Что? Грех? Какой грех? Удушение кота. Глупости, что это за грех, кота задушить… но этот человек в сутане и родом от исповедальни, от костела, от молитвы вдруг вылезает на дорогу, залезает в коляску, и, естественно, сразу грех – совесть – преступление – покаяние – тра-ля-ля – тра-ля-ля – какое-то ти-ри-ри… забирается в коляску, и грех.
Грех, то есть, собственно, товарищ, ксендз-товарищ, пальцами перебирает, а у самого совесть нечиста. Он, как я! Дружба и братство, его так и подмывает перебирать и перебирать пальцами, что, эти пальчики тоже кого-то задушили? Наплыв совершенно новых нагромождений, руин, нового чудесно зеленого кипения, спокойного, темнолиственного, соснового, сонного с лазурью, Лена передо мной, с руками, и весь этот ансамбль рук – мои руки, руки Лены, руки Людвика – получил инъекцию в виде рук ксендза с шевелящимися пальцами, чему я не мог уделить достойного внимания, потому что езда, горы, откосы и укосы, Боже святый, Боже милосердный, почему нельзя ничему уделить достойного внимания, мир слишком богатый и разный сто миллионов раз, и что смогу я предпринять при моей невнимательности, э-ге-гей, газда, ну-ка нам разбойничью, Люля, оставь ксендза в покое, Люлюсь, отстань, Люля, ой-ё-ёй, она меня за ногу щиплет, мы едем, едем, езда, хорошо, одно ясно, та птица поднялась слишком высоко, и хорошо, что ксендз-товарищ перебирает внизу, мы едем, едем, монотонное движение, неохватная река, наплывает, проплывает, тарахтение, рысь, жарко, зной, мы подъезжаем.
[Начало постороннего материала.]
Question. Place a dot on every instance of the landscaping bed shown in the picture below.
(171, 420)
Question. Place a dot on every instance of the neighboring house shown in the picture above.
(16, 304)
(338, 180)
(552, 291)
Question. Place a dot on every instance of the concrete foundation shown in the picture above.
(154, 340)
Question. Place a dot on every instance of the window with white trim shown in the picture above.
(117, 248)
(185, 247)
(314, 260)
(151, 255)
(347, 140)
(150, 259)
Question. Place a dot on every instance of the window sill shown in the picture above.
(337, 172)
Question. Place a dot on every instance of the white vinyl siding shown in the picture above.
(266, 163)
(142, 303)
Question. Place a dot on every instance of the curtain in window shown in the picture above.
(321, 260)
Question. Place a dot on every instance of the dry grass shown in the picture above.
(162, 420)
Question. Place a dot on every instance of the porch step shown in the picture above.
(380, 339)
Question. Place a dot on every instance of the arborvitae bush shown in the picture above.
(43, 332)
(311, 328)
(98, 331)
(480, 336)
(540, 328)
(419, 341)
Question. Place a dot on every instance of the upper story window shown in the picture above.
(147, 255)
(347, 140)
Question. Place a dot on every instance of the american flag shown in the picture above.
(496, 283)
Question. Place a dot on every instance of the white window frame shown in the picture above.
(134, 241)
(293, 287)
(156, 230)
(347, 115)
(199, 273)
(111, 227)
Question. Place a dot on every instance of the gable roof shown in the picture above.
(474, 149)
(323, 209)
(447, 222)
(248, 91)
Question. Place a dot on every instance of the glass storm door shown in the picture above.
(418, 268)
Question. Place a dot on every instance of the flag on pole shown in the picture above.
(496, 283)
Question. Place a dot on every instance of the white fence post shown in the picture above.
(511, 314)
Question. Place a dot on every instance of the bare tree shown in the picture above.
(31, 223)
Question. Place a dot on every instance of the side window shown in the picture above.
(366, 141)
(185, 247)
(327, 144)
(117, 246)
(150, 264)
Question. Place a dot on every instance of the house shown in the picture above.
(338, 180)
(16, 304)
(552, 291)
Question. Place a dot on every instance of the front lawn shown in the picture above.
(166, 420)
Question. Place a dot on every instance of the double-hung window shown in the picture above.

Два часа пополудни. Просторное место, вроде котловины, луг, сосны и ели, много валунов, разбросанных по лугу, дом. Деревянный с верандой. В тени, за домом, ворота, которыми проехали Войтысы с Фуксом и с другой парочкой возлюбленных. Они появились в дверях, гомон, приветствия, встреча, хорошо доехали, давно приехали, сейчас, так, эта сумка здесь, будет сделано, Леон, возьми бутылки…
Но они были как бы с другой планеты. И мы тоже. Мы находились здесь, но оставались в другом месте – и этот дом был попросту не тем домом… а тем, который там остался.
7
Все происходило в отдалении. И не тот дом отдалялся от нас, это мы от него отдалялись… и у этого нового дома в пронзительной и затерянной глуши, о которую тщетно бились волны нашего шума, не было собственного бытия, он существовал лишь постольку, поскольку не был тем… Я сделал это открытие, как только мы вышли из коляски.